Reasons for Under-Use of Prescribed Opioid Medications by Patients in Pain

BACKGROUND With the growth in opioid therapy for the treatment of chronic pain, health care providers have focused their attention on avoiding over-use of opioid medications, specifically to avoid addiction, dependency, and other misuse. Qualitative and quantitative reviews of medication adherence, in contrast, focus primarily on why patients under-use or do not take their medications as prescribed and find nonadherence rates of approximately 25%. OBJECTIVE To identify the prevalence of under-use of opioid medications and the reasons and implications of under-use.
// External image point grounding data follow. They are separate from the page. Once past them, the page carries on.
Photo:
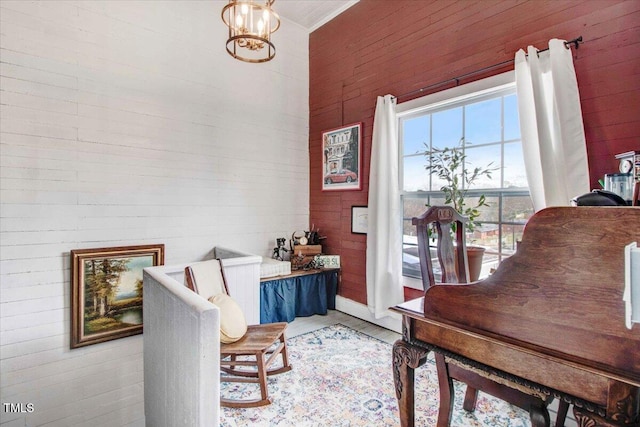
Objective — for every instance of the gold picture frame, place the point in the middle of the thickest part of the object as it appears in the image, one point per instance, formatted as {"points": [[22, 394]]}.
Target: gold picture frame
{"points": [[342, 158], [106, 291]]}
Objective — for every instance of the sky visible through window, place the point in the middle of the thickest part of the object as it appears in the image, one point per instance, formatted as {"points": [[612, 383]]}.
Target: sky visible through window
{"points": [[482, 126]]}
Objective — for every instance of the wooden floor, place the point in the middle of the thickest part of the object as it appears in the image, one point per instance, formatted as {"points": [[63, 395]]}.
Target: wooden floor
{"points": [[302, 325]]}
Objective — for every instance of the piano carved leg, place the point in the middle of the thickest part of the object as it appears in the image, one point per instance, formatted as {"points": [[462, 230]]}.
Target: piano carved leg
{"points": [[446, 391], [539, 415], [406, 358], [623, 408]]}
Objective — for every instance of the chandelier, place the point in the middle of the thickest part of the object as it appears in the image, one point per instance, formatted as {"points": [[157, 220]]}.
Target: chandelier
{"points": [[251, 23]]}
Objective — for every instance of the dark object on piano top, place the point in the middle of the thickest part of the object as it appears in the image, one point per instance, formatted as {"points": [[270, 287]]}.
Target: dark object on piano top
{"points": [[599, 198], [551, 317]]}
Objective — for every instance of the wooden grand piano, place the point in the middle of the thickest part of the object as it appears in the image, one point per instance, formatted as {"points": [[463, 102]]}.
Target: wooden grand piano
{"points": [[551, 319]]}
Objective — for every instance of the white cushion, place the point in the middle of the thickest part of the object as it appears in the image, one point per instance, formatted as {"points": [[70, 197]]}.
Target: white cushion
{"points": [[208, 278], [233, 325]]}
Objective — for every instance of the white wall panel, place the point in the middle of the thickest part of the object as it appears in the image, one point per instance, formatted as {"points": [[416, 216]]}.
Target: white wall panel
{"points": [[126, 123]]}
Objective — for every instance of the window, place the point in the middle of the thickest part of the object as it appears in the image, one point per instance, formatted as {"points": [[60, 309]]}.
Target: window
{"points": [[483, 118]]}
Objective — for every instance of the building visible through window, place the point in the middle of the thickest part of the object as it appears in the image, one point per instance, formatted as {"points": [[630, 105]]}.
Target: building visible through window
{"points": [[482, 118]]}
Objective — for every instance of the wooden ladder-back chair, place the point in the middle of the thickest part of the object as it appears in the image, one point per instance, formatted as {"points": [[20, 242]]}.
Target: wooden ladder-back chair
{"points": [[248, 359], [454, 269]]}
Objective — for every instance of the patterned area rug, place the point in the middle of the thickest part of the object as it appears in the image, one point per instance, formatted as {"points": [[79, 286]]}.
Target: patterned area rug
{"points": [[342, 377]]}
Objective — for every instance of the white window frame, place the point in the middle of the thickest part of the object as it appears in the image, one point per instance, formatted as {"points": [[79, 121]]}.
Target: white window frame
{"points": [[466, 93]]}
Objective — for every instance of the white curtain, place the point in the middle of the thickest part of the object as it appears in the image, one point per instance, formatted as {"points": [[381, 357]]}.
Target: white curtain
{"points": [[384, 233], [553, 142]]}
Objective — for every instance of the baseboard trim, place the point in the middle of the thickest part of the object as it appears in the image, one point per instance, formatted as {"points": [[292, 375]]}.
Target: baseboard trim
{"points": [[392, 321]]}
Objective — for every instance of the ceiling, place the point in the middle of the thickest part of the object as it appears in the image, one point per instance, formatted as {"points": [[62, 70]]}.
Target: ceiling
{"points": [[311, 14]]}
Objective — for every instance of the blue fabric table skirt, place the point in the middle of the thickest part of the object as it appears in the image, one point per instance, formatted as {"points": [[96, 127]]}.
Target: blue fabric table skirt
{"points": [[285, 298]]}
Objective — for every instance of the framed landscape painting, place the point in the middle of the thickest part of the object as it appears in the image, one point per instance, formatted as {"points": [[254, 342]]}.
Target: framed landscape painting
{"points": [[342, 158], [106, 291]]}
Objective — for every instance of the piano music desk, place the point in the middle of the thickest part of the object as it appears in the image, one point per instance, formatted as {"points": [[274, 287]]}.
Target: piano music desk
{"points": [[550, 319]]}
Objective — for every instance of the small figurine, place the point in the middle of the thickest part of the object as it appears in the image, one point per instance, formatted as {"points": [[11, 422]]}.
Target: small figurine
{"points": [[279, 249]]}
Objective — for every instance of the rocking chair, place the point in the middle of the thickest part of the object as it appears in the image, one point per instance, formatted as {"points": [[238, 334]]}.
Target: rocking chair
{"points": [[245, 357]]}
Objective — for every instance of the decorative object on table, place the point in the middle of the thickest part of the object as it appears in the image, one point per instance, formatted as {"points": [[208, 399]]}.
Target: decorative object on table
{"points": [[327, 261], [626, 183], [251, 23], [280, 250], [359, 219], [302, 262], [449, 164], [342, 158], [106, 291]]}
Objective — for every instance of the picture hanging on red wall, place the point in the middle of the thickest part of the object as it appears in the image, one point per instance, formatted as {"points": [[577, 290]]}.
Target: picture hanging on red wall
{"points": [[342, 158]]}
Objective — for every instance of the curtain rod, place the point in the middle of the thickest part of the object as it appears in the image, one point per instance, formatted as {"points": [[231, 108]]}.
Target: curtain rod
{"points": [[568, 44]]}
DESIGN As part of a variety of structured assessments, subjects were asked detailed questions about how they used their opioid medication in their daily lives. PARTICIPANTS One hundred ninety-one veterans who received an opioid prescription for any pain problem within the 12 months before the interview. MEASURES We defined a patient who under-used his/her medication as one who took less than their prescribed dose of medication and reported that pain impaired their ability to engage in normal daily activities. RESULTS Under-use of opioids (20%) was more common than over-use (9%), consistent with research on medication adherence. Patients who under-used their opioids offered the same reasons for under-use that patients report for other medications. However, while under-users reported more pain than other opioid users they filled only slightly fewer opioid prescriptions. Communication problems between patients and providers about opioids were common. CONCLUSIONS Improved communication between patients and providers and shared decision-making regarding opioid prescriptions may improve pain management and minimize the problems associated with over-prescription of opioids (i.e., diversion).